A number of technology developments over the past several years are now making it possible to seriously take on this goal. For example, the ability to perform genome-wide RNAi screens now makes it possible to systematically perturb the cancer genome, thereby identifying those genes that are essential in a given experimental system. In addition, it is becoming increasingly possible to perform extensive molecular characterization of tumor samples and model systems — including the patterns of gene copy number, gene expression, somatic mutation, tyrosine phosphorylation, etc., which might serve as predictive features of essentiality.
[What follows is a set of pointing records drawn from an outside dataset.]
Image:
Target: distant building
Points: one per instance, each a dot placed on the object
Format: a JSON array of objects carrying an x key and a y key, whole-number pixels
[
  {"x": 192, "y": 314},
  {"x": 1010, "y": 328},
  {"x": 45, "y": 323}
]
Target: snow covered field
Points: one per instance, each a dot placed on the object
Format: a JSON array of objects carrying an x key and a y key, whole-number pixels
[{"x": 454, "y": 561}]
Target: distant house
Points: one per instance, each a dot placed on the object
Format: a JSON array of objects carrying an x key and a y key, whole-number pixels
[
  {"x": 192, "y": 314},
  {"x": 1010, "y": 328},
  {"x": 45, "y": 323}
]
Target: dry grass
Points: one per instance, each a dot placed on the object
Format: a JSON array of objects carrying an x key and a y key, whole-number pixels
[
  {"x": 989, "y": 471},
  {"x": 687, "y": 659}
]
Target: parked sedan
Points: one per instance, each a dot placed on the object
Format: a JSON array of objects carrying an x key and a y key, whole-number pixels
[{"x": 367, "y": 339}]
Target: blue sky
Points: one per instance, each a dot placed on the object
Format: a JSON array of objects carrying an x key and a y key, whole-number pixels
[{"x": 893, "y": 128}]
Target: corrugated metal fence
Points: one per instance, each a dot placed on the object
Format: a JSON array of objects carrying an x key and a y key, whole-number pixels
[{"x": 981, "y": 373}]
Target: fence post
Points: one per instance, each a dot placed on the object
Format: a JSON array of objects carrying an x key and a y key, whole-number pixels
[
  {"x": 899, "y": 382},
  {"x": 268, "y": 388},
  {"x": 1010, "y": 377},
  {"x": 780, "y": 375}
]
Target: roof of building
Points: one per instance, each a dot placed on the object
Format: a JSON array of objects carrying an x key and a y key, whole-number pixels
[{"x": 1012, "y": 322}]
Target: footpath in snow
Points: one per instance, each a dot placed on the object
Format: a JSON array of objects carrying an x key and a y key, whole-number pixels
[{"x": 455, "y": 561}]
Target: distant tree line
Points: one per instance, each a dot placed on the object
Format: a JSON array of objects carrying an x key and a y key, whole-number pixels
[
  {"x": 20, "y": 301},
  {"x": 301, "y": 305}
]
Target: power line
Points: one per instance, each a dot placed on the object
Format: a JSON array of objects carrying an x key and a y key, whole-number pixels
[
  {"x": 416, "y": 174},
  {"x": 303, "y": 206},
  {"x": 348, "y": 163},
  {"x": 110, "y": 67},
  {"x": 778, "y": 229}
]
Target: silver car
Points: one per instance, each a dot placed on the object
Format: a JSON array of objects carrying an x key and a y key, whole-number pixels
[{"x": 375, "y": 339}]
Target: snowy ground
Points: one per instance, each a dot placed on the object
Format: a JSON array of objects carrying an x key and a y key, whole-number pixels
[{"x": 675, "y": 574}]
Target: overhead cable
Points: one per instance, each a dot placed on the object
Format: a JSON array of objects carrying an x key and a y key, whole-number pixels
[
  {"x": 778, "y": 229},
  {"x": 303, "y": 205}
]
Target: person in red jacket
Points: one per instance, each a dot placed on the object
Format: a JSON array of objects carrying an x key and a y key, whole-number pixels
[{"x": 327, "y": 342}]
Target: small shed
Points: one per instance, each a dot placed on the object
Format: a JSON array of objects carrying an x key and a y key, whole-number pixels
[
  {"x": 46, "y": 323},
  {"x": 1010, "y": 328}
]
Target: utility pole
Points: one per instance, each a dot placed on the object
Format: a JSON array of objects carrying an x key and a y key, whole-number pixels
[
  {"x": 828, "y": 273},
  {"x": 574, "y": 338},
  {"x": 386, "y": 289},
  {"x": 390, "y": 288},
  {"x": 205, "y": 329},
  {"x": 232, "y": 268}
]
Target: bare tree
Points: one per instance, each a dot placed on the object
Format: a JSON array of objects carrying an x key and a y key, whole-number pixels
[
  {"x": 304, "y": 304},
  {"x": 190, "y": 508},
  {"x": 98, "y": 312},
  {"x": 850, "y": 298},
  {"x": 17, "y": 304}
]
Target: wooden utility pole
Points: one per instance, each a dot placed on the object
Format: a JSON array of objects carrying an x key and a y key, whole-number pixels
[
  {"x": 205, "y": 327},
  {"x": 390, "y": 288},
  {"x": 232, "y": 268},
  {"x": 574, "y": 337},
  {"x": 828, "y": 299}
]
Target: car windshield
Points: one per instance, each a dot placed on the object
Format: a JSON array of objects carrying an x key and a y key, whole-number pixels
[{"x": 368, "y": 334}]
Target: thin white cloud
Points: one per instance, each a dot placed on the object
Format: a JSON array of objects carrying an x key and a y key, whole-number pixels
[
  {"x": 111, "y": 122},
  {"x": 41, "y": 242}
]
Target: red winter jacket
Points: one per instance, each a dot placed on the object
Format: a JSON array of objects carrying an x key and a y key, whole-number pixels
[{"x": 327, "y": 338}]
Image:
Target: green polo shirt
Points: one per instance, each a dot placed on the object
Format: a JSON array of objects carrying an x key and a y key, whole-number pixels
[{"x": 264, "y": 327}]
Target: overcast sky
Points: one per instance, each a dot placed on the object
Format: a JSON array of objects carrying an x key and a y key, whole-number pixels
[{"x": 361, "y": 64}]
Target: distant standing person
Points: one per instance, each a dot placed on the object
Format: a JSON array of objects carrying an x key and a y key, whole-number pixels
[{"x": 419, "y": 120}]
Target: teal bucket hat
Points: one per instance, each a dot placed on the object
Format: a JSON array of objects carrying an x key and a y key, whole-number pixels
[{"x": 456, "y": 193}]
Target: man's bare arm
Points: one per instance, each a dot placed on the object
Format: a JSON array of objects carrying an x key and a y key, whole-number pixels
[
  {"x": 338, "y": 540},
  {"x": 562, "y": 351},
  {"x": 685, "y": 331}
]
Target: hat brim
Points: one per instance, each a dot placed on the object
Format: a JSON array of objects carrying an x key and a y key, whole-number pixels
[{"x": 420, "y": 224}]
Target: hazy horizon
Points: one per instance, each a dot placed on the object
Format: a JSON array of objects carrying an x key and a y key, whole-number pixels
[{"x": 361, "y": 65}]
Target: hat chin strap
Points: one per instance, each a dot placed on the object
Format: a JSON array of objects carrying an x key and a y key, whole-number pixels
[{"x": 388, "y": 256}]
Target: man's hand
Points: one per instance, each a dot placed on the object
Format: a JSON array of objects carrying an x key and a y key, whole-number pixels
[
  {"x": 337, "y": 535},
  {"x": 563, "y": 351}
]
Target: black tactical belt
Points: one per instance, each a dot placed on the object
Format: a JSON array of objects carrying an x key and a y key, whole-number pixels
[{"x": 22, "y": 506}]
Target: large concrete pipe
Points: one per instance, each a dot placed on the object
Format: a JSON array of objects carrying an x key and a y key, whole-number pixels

Major obstacles currently prevent rapid progress toward the goal of predicting essentiality: First, there is a lack of data of sufficient scope (i.e., genome-wide RNAi screening data and extensive molecular characterization) and scale (i.e., data spanning large numbers of cell lines that adequately represent the true genetic diversity of cancer). Second, there is a lack of a computational framework proven to be successful for the integrative challenge of generating predictive models of cellular phenotypes based on molecular features of the cell.
Our Center aims to overcome these obstacles, with the ultimate goal of developing predictive models that accurately identify the “Achilles’ heels” of tumors of different genotypes. We are focusing on lung cancer and melanoma because i) there is great unmet medical need, ii) there exist appropriate experimental systems, iii) there is commitment of the investigators to these diseases, and iv) the focus on two cancer types will allow us to determine to what extent the predictive “rules” that govern the behavior of one tumor type are applicable to the other.